Zealandia’s conservation and restoration manager, Jo Ledington, says the five miles (8km) of anti-predator perimeter fence has meant birds can thrive, but the community efforts outside the sanctuary have allowed them to expand their habitats.
“Wellington is one of the only cities in the world experiencing this bounce-back,” Ledington says, adding that a healthy ecosystem “is more important now than ever”, not just for biodiversity but for people’s wellbeing.
Perhaps most extraordinarily, the Fenaughtys now hear kiwi – the country’s beloved national bird – calling at night in the hills around them. In 2022, the Capital Kiwi Project, a community initiative, reintroduced kiwi to Wellington’s wilds after a 100-year absence.
Jill pauses when asked what it is like hearing such rare birds in her back yard. “It’s hard to describe – it’s just wonderful.”
“I didn’t think we would hear those out here in our lifetime,” Jack says. “When you hear the kiwi in your back yard, you know it’s worked.”
A sanctuary alone is not enough to bring back a city’s birds. Part of the success of Wellington’s biodiversity boom has been widespread community work to create a safe environment for birds – and a deadly one for invasive predators.

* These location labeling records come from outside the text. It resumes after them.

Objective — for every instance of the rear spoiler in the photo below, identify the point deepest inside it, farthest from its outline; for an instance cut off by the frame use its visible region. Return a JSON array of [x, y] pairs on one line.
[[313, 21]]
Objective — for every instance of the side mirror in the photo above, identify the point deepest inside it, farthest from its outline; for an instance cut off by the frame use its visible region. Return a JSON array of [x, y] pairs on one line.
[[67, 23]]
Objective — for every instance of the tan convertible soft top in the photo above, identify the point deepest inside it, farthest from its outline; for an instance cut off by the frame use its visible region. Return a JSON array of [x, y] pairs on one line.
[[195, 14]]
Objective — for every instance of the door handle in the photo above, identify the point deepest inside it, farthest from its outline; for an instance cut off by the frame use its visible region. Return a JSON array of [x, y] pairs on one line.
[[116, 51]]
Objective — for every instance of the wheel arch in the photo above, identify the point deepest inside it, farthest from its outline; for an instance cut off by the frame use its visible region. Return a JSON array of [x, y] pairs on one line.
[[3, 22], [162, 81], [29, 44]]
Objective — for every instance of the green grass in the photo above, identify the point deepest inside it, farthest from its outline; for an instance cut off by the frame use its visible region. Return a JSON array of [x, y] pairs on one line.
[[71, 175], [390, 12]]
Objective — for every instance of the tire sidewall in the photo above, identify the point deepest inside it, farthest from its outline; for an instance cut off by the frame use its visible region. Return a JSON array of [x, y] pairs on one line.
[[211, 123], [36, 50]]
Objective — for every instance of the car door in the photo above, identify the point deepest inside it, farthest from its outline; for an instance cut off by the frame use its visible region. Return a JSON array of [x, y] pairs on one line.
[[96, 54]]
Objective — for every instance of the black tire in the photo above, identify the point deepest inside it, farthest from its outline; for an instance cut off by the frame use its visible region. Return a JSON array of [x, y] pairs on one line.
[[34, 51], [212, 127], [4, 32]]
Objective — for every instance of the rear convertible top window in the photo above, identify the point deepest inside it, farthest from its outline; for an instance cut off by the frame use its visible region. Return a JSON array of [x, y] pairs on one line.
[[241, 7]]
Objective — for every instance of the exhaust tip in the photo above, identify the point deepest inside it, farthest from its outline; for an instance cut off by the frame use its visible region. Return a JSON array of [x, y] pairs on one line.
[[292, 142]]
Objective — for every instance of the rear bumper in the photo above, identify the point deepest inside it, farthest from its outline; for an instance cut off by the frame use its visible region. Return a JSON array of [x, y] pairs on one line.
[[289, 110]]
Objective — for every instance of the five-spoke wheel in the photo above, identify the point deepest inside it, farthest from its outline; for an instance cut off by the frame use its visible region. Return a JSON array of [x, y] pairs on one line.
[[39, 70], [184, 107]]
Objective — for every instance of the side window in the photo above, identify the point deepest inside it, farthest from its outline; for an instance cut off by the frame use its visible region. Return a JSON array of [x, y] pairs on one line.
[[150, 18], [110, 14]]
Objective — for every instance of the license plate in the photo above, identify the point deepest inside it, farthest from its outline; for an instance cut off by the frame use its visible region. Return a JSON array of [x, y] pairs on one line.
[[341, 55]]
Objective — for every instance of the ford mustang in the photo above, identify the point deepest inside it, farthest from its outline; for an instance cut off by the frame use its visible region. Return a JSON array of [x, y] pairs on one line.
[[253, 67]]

Introduced pests kill an estimated 25 million native birds a year in New Zealand.
On a bright Sunday morning on Miramar peninsula, 10 minutes east of the city centre, six volunteers gather to check a vast network of pest traps and cameras crisscrossing the landscape.

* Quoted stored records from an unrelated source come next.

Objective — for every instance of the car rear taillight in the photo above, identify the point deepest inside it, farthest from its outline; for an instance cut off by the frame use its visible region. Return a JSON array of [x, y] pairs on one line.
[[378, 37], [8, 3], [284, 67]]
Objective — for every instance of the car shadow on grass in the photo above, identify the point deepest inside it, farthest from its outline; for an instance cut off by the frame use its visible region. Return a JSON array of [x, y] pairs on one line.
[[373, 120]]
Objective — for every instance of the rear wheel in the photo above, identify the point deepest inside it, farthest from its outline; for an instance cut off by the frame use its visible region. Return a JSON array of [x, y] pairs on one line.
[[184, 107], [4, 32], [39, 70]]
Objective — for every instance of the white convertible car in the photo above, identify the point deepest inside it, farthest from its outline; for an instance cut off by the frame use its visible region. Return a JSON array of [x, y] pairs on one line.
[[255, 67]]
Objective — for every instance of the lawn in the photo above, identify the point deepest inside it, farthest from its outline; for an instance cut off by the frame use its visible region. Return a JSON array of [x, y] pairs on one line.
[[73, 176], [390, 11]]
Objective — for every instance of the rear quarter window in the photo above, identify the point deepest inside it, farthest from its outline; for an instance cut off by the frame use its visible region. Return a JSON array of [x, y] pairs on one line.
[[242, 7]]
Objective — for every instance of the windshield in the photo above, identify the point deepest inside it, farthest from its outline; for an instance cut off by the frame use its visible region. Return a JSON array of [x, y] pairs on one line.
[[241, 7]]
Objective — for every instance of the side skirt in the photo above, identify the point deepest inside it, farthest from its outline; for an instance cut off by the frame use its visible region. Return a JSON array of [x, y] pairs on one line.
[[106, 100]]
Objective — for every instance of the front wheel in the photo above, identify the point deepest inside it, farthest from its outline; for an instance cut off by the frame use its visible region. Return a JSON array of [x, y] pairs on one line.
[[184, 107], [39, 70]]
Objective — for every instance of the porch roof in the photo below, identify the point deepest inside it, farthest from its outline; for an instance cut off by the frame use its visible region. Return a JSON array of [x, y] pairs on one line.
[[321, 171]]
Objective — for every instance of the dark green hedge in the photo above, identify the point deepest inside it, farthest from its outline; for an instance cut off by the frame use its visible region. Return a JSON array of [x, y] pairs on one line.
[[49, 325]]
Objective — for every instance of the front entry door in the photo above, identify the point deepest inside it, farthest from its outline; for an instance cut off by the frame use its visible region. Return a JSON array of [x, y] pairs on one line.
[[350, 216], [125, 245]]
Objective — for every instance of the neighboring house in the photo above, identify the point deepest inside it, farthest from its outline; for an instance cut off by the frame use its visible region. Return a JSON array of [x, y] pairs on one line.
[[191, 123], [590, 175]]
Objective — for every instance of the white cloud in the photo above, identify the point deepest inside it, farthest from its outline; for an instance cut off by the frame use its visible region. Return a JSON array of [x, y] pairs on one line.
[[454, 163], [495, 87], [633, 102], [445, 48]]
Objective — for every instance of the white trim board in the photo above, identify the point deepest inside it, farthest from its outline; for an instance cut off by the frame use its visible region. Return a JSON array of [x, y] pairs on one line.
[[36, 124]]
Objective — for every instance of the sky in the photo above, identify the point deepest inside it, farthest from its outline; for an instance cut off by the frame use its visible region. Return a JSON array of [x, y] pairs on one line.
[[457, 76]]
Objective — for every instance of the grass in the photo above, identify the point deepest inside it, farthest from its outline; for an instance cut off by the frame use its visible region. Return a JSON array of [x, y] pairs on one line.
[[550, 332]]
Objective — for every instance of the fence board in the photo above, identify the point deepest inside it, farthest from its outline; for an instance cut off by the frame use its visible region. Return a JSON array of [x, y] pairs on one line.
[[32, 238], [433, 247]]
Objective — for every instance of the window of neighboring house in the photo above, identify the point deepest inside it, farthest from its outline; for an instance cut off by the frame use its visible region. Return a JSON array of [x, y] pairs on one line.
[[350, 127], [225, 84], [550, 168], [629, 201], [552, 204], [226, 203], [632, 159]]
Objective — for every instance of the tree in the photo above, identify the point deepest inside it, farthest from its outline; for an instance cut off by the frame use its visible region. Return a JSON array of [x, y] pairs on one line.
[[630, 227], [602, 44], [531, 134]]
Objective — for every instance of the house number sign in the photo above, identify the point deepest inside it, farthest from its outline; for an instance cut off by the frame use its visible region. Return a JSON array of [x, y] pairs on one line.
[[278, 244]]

Trudging over the headland, Dan Henry, a coordinator at Predator Free Miramar, says volunteers have managed to eliminate rats – ruthless hunters of native birds – from the peninsula. The Wellington urban area alone (population 215,200) boasts at least 50 community pest-trapping and planting groups. They work alongside the government’s department of conservation, Predator Free Wellington – a project to make Wellington the world’s first predator-free capital – and initiatives such as the Capital Kiwi Project.
As Henry removes a dead mouse from a trap, he explains how the thriving birdlife has created a positive feedback loop: as residents encounter native birds in their daily life, the desire to protect them becomes more pronounced.

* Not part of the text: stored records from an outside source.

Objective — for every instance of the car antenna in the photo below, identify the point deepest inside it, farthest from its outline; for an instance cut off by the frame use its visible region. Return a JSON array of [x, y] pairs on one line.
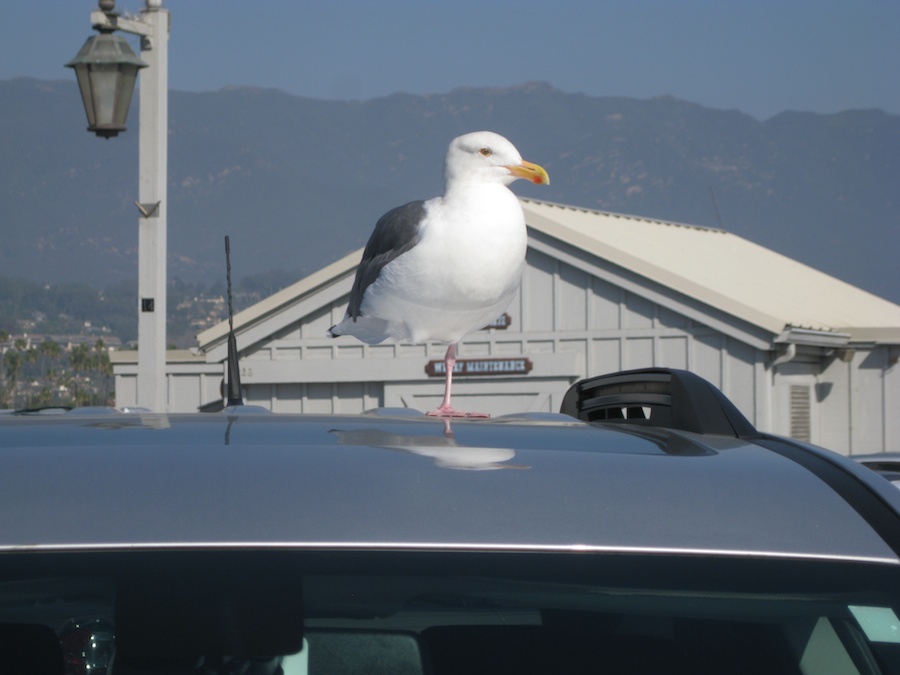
[[233, 391]]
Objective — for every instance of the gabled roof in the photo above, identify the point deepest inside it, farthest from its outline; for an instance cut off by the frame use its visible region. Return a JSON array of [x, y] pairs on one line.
[[722, 270], [719, 269]]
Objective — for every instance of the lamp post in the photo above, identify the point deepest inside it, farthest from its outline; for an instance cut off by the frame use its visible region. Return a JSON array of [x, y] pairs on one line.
[[104, 67]]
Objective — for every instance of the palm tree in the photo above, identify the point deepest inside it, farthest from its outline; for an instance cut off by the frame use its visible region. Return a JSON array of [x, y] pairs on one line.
[[12, 364]]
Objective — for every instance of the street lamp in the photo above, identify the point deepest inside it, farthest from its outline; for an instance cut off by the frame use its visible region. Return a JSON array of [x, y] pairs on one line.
[[106, 68], [113, 95]]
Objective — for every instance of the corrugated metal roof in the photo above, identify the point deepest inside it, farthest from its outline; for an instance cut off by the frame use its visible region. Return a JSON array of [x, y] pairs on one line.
[[721, 269], [715, 267]]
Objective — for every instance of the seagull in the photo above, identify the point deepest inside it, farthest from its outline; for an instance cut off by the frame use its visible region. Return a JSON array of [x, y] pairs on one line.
[[443, 268]]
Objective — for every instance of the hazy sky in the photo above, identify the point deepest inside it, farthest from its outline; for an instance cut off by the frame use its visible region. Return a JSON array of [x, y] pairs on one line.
[[759, 56]]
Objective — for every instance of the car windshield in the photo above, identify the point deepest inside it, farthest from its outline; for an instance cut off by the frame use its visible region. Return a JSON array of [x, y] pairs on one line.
[[297, 612]]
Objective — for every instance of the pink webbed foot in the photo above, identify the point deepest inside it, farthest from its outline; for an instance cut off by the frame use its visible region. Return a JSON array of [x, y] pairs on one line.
[[450, 411]]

“It was particularly evident around the lockdown. People were out walking, the birds came out to play and people were much closer to nature,” he says. “I think people saw that and [thought]: ‘Holy shit – look what’s around us,’ and doubled their efforts. It was quite remarkable.”
Ross Findlay, a retired teacher and grandfather, attends the meet-up every Sunday morning. In his 40 years in Wellington, he has noticed remarkable changes.
“Birdlife used to be sparrows, starlings and blackbirds, now we have tūī, fantails, kōtare and kererū in our streets – it is truly amazing.”
Another volunteer, Sue Hope, agrees. “Everyone notices it, not just us,” she says.
As the crew gather to discuss the morning’s work, a rare kārearea crashes through the branches above, sending a ripple of excitement through the group. “We’re in the middle of a big city and there are these amazing birds,” Hope says. “It makes you appreciate you are not the only thing here.”